Biography

Waud, Elizabeth

Elizabeth Waud has written just this book (at least, under that name). I do wonder if she wrote more under another name, as Easter Meeting is a very accomplished book indeed for a first and only novel.

I have been able to find out no biographical information about her whatsover, but I would guess from Easter Meeting that she had at least visited Lancashire, where the book is set, if not lived there because of the amount of topographical detail in the book. She was certainly familiar with the quicksands in Morecambe Bay, which play a dramatic part in the book. It is the story of four children who spend their holidays on their aunt’s stud farm, as their parents are away.
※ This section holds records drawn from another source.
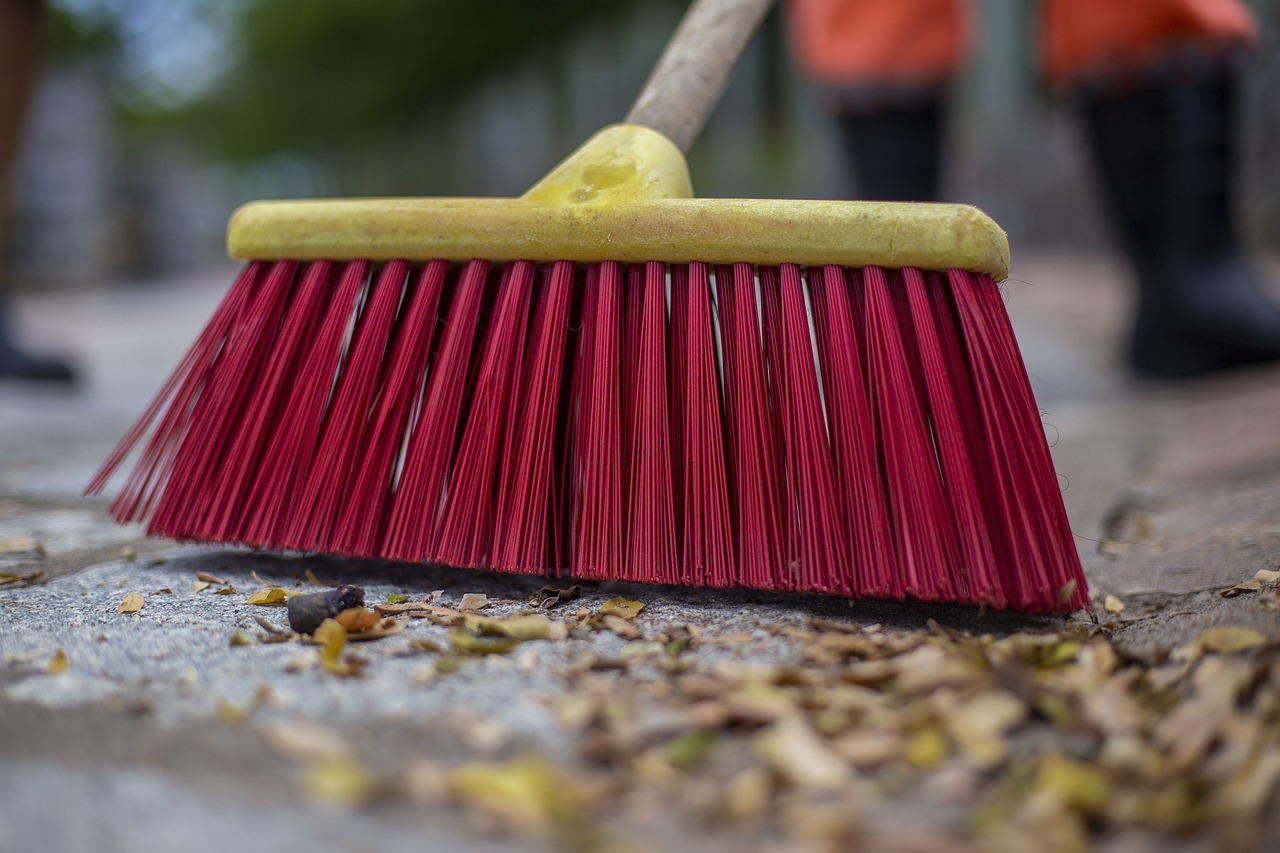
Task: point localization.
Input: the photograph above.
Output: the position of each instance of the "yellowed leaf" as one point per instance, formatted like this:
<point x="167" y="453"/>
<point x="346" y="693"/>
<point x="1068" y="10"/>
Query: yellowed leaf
<point x="132" y="603"/>
<point x="357" y="620"/>
<point x="474" y="601"/>
<point x="800" y="757"/>
<point x="14" y="576"/>
<point x="1079" y="785"/>
<point x="1229" y="641"/>
<point x="333" y="639"/>
<point x="270" y="597"/>
<point x="58" y="664"/>
<point x="342" y="781"/>
<point x="526" y="796"/>
<point x="621" y="607"/>
<point x="21" y="546"/>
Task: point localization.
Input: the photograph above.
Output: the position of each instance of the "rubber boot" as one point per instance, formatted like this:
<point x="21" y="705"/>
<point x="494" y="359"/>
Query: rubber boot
<point x="19" y="365"/>
<point x="895" y="153"/>
<point x="1166" y="156"/>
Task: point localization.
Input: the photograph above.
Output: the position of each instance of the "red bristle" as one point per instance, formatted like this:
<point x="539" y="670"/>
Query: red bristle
<point x="754" y="457"/>
<point x="469" y="509"/>
<point x="1034" y="524"/>
<point x="177" y="396"/>
<point x="707" y="553"/>
<point x="821" y="547"/>
<point x="652" y="553"/>
<point x="922" y="521"/>
<point x="362" y="520"/>
<point x="679" y="365"/>
<point x="342" y="447"/>
<point x="885" y="443"/>
<point x="184" y="507"/>
<point x="291" y="448"/>
<point x="599" y="529"/>
<point x="959" y="463"/>
<point x="420" y="493"/>
<point x="853" y="432"/>
<point x="268" y="405"/>
<point x="521" y="530"/>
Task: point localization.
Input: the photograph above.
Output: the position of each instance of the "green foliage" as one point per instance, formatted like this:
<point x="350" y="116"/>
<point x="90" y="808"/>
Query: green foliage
<point x="325" y="76"/>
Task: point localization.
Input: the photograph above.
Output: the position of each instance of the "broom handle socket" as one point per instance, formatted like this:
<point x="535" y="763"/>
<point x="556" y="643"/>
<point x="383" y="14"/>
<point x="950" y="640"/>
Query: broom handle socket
<point x="693" y="72"/>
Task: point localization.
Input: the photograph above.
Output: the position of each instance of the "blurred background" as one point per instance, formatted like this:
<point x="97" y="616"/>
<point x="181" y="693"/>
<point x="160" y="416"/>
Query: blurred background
<point x="158" y="117"/>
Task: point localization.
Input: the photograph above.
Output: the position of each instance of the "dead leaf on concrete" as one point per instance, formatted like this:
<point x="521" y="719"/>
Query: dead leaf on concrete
<point x="1229" y="641"/>
<point x="21" y="547"/>
<point x="800" y="757"/>
<point x="270" y="597"/>
<point x="132" y="603"/>
<point x="343" y="781"/>
<point x="621" y="607"/>
<point x="474" y="601"/>
<point x="526" y="797"/>
<point x="58" y="664"/>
It’s a pity Elizabeth Waud didn’t write more, because this novel is very good indeed: the children (two of them are teenagers) are very well observed, particularly Flicker (Felicia), one of those personalities whose feelings and impulses tend to govern everybody else’s.
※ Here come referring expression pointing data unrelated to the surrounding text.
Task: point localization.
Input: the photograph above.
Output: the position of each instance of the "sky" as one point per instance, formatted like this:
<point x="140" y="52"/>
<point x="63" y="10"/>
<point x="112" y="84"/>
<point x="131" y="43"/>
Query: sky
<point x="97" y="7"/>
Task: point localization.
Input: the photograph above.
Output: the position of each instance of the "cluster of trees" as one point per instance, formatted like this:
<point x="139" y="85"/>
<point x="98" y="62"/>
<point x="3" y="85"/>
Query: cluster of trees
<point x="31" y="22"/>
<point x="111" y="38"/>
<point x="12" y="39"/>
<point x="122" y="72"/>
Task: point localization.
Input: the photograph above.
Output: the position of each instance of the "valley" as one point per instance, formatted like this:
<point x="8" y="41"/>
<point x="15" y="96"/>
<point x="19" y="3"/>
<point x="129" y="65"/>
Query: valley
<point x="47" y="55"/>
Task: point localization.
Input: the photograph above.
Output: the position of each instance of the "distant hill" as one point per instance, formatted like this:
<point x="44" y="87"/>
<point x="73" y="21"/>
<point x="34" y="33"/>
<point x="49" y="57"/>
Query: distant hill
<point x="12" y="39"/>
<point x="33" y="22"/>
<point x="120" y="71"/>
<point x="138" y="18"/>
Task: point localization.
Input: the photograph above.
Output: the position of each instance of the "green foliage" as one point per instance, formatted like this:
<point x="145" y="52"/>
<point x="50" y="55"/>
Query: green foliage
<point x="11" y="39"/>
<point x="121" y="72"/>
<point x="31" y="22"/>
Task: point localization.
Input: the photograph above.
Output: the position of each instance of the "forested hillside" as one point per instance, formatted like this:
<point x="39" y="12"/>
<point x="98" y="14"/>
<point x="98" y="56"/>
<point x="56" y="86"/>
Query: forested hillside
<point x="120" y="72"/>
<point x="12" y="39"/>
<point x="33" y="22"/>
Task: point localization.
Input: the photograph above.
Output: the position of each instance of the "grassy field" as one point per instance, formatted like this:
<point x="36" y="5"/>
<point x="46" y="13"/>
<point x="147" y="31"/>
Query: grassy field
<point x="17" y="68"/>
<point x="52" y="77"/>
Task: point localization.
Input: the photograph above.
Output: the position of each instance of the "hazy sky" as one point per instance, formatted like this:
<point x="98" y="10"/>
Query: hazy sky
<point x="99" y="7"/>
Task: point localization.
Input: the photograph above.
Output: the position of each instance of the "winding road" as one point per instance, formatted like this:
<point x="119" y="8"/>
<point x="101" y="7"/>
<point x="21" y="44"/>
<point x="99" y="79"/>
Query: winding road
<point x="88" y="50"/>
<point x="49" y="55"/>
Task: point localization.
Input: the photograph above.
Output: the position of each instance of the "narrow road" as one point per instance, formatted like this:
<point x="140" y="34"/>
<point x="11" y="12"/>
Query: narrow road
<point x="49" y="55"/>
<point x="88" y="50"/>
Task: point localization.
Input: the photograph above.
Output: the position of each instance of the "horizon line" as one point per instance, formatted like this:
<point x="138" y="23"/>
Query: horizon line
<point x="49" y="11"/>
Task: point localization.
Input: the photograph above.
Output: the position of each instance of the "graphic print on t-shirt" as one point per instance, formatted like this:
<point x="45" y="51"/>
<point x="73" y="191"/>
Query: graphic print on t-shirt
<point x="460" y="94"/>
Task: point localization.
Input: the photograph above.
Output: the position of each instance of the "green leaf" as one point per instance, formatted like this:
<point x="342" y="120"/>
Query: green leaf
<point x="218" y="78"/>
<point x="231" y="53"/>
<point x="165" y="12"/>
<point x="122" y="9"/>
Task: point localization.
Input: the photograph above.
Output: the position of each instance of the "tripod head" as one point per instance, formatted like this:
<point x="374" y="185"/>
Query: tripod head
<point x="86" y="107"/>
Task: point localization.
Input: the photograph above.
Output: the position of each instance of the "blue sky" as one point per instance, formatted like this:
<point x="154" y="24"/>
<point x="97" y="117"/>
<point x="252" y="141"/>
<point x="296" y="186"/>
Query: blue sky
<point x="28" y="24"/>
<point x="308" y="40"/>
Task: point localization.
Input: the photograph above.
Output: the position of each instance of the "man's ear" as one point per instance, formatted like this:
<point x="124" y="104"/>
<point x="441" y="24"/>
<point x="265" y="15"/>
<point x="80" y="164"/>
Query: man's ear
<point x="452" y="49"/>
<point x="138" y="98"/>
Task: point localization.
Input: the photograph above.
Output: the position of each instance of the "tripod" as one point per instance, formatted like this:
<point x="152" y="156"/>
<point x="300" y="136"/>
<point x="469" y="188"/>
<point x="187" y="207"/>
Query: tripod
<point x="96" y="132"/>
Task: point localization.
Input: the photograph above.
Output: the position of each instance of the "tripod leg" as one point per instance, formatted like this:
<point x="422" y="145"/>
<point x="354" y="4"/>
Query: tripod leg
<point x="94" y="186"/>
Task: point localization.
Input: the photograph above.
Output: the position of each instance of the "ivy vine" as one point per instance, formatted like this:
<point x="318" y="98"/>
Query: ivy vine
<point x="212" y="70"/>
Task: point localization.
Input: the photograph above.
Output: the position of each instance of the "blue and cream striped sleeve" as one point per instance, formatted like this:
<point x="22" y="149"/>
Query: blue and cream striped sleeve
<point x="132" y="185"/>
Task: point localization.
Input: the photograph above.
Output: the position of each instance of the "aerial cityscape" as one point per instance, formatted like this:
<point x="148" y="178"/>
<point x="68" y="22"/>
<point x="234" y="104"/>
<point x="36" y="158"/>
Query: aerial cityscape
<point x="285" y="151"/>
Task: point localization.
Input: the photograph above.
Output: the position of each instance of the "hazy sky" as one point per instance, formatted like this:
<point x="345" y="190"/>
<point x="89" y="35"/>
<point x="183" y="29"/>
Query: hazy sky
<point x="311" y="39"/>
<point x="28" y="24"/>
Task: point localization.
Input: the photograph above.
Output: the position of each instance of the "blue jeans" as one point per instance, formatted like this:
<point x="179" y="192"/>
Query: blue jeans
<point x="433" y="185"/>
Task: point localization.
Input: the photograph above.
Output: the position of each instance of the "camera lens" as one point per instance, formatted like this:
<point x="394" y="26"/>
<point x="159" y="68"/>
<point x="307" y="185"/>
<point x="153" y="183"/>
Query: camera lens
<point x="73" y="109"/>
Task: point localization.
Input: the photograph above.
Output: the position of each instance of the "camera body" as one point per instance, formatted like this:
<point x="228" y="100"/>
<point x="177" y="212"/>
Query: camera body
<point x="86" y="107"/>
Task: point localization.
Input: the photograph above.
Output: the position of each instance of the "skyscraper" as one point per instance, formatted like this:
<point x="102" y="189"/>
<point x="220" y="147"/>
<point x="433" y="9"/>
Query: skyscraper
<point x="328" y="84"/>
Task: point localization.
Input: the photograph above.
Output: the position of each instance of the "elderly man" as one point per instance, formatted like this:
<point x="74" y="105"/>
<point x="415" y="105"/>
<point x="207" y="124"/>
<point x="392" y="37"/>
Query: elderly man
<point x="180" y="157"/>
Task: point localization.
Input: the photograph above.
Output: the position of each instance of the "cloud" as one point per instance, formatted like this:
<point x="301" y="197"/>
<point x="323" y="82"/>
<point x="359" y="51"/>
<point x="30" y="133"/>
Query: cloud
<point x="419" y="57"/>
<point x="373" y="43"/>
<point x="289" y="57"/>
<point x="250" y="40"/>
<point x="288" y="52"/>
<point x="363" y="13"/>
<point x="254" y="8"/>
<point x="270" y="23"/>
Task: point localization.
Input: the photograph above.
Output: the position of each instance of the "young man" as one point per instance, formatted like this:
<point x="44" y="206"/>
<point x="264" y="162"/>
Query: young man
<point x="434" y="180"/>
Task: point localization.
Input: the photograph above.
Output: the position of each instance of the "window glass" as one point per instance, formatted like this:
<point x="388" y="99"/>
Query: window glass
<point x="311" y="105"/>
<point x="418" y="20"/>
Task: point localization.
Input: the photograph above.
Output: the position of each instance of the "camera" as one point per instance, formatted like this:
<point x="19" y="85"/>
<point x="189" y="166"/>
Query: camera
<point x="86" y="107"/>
Miss Knox, the aunt with whom the children are staying, is brisk in the extreme. The children’s parents are away, which they mostly seem to be in children's literature, and there is a rather poignant moment when Geoffrey, the eldest at 17, is asked if his mother is dead, as they spend all holidays with their aunt. He replies: ‘ “You thought she was dead? It almost seems like it sometimes,” said Geoffrey, so quietly that John could hardly hear.' But the children, as children do, get on with life.

The book is a reflection of the life many boarding school children with absent parents lived; their aunt is emotionally remote, and makes no concessions at all to the children. She does not like Simon’s animal-keeping habit, and that is that. Having said that, I wonder if Elizabeth Waud was similarly brisk: when describing Holm Oaks, the house, she says:

'..only the hall was panelled, and that had been done by Miss Knox’s grandfather, to keep up with the fashion of the time. Luckily he had not had time to panel the other rooms, with their elegant plastered walls and beautifully adorned ceilings, before he took a fall out hunting and broke his back.'

This is, I suppose, one method of maintaining the historic fabric of a building though it does seem a little hard on the perpetrator.

I am probably being too hard on Elizabeth Waud here: the children are beautifully observed, as are the horses, who all emerge as authentic characters; from the stallions Golden Boy and Bayard to the riding school horses Heather and Storm.